Hey friends, David here—your guide on this wild ride of self-improvement, goal-crushing, and straight-up transformation. Welcome to Day 5 of my third round of the 7-40 Challenge. That’s roughly 85 days of sticking to seven daily habits over the past three and a half months (with a couple of well-deserved breathers mixed in).
Tonight’s big realization? Consistency in when I do these habits is starting to matter as much as doing them at all.
Habits are the compound interest of self-improvement. — James Clear
The Cramming Trap (Been There, Done That)
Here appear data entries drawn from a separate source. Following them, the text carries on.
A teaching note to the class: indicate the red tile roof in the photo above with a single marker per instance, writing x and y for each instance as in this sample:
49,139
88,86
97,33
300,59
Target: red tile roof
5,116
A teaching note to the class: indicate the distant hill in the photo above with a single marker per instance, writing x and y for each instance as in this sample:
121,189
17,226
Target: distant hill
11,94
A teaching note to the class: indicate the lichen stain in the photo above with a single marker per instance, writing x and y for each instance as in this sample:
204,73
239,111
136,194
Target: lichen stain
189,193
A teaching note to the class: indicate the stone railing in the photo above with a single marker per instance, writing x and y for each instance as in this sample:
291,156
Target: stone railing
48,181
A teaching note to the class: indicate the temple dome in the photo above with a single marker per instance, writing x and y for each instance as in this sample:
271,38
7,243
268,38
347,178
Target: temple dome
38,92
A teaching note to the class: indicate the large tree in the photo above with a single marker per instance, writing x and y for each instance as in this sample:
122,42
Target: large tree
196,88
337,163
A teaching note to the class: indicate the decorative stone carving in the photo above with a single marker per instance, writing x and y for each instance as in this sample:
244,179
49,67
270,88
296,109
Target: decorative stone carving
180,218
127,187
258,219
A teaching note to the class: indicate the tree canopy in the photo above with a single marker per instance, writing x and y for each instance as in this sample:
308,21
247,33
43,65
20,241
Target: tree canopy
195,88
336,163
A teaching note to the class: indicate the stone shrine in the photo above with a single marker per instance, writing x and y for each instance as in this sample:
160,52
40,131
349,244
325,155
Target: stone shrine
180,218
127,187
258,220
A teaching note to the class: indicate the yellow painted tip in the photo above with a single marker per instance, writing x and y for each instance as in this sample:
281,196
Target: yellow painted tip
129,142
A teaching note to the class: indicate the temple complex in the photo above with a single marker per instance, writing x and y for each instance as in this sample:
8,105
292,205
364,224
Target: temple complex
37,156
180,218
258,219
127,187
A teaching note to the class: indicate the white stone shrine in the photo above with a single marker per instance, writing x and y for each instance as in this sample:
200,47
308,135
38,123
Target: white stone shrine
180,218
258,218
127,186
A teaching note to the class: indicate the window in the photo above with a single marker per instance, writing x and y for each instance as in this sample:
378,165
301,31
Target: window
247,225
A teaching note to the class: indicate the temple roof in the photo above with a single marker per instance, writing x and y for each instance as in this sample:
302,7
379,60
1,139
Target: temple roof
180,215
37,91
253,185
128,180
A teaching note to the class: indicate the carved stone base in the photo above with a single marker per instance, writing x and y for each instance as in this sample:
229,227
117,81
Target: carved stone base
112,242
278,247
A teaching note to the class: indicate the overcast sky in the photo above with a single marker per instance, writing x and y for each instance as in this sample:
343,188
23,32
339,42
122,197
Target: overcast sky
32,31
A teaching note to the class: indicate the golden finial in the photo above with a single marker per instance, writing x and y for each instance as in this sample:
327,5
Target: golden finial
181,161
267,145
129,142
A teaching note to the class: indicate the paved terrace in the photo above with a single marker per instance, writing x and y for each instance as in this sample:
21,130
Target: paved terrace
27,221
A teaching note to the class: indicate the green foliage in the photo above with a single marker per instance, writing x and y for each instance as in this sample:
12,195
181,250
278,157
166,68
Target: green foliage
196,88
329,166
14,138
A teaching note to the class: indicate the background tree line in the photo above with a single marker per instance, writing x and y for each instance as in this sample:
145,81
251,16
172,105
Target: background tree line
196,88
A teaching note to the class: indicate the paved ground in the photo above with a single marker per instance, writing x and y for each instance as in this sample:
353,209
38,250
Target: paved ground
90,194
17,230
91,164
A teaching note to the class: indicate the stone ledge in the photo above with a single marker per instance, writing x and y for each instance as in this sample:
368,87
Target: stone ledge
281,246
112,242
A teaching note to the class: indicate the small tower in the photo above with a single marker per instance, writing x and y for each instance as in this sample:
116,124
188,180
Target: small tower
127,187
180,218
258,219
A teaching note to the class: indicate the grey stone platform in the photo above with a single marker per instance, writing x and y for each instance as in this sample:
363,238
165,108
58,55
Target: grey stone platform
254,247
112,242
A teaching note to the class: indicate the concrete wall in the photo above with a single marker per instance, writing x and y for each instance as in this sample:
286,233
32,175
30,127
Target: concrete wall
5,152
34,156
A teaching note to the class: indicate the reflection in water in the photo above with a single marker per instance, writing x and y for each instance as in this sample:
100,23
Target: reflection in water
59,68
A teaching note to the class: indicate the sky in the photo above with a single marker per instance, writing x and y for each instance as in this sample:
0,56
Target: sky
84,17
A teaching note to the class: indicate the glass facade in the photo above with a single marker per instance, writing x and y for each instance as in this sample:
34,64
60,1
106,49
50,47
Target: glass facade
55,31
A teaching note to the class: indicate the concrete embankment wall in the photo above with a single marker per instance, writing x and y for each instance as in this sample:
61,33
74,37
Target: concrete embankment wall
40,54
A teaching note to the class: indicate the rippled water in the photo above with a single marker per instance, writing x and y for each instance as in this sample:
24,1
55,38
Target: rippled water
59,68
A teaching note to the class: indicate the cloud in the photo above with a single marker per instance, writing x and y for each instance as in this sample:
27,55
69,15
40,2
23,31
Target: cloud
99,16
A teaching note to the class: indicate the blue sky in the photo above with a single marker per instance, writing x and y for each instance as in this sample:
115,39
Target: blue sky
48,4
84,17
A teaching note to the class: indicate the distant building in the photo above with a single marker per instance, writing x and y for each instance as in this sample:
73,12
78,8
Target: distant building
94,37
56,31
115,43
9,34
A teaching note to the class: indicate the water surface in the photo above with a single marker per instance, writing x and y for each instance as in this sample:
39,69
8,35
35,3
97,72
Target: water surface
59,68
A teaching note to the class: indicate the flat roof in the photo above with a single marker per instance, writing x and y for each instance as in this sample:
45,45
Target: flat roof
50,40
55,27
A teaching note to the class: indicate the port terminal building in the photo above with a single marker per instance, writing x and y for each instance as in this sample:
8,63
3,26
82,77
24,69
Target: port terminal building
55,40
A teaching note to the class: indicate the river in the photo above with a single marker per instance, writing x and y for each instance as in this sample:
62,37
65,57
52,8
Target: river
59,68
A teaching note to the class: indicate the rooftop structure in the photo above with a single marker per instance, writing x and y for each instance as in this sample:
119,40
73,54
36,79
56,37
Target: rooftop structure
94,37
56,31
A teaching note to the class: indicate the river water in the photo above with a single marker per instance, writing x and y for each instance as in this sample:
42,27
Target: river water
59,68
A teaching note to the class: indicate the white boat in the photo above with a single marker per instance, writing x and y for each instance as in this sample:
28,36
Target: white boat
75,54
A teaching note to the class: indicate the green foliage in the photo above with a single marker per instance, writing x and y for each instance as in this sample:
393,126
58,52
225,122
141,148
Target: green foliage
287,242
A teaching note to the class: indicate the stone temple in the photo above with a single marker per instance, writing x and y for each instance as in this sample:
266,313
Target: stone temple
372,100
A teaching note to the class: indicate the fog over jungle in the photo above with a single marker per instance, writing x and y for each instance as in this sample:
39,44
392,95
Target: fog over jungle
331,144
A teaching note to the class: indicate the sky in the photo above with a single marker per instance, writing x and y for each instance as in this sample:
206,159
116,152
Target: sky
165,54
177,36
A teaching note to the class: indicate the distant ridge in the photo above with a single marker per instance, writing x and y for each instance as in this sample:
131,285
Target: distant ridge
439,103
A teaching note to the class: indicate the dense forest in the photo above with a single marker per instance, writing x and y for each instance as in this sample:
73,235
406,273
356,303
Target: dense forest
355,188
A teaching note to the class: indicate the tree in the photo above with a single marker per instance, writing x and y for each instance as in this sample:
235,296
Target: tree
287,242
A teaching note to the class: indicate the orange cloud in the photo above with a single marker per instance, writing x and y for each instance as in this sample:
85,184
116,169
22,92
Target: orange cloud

Remember college? I’d skip class for what seemed like weeks, then panic-borrow notes the night before the exam and inhale caffeine like it was oxygen. I’d squeak out a passing grade… and forget everything by the next day. Hundreds of dollars down the drain, zero real learning.
As the saying goes: Opportunity is often wasted on the young (and in my case stupid). Guilty.
Achievement isn’t a rush job. You can’t cram transformation any more than you can cram a semester’s worth of calculus. Worthwhile goals demand adequate time—and the right timing.
Building Habits Into the Rhythm of My Day
Here’s what my seven habits look like right now:
- Bible study & prayer: First thing in the morning. Non-negotiable.
- Exercise: Splitting up sessions so it isn’t all at once.
- Reading: Tackling progressively throughout the day
- Writing: Will occur in the evenings as a reflection of the day.
- Tracking Food and Water: As it happens.
- Gratitude: As early in the day as I can.
- Posting on Social: I need to do this earlier and often. More organic is more me.
The experiment? Some days are better than others. Today? Not great. When I push walks to the evening (like tonight), everything else piles up. I’m out under the streetlights, rushing through steps just to check the box before yoga. It feels crammed. Forced. Wrong.
I don’t just want to complete these habits—I want them to flow. To slide into natural pockets of my day until they’re second nature. Because here’s the truth:
The chains of habit are too light to be felt until they are too heavy to be broken. — Warren Buffett
This Round: Refinement Over Reinvention
I’m not reinventing the wheel. I’m refining it. Tweaking the schedule so these habits don’t just happen—they enhance my life. If I grind for a month, declare victory, then slide back to old ways? That’s not transformation. That’s a hobby.
Real change rewrites the script. It turns “I have to” into “This is just who I am.”
Your Turn
Wherever you are tonight—crushing it, coasting, or somewhere in between—I pray you’re achieving something that lights you up.
See you tomorrow. Let’s keep building.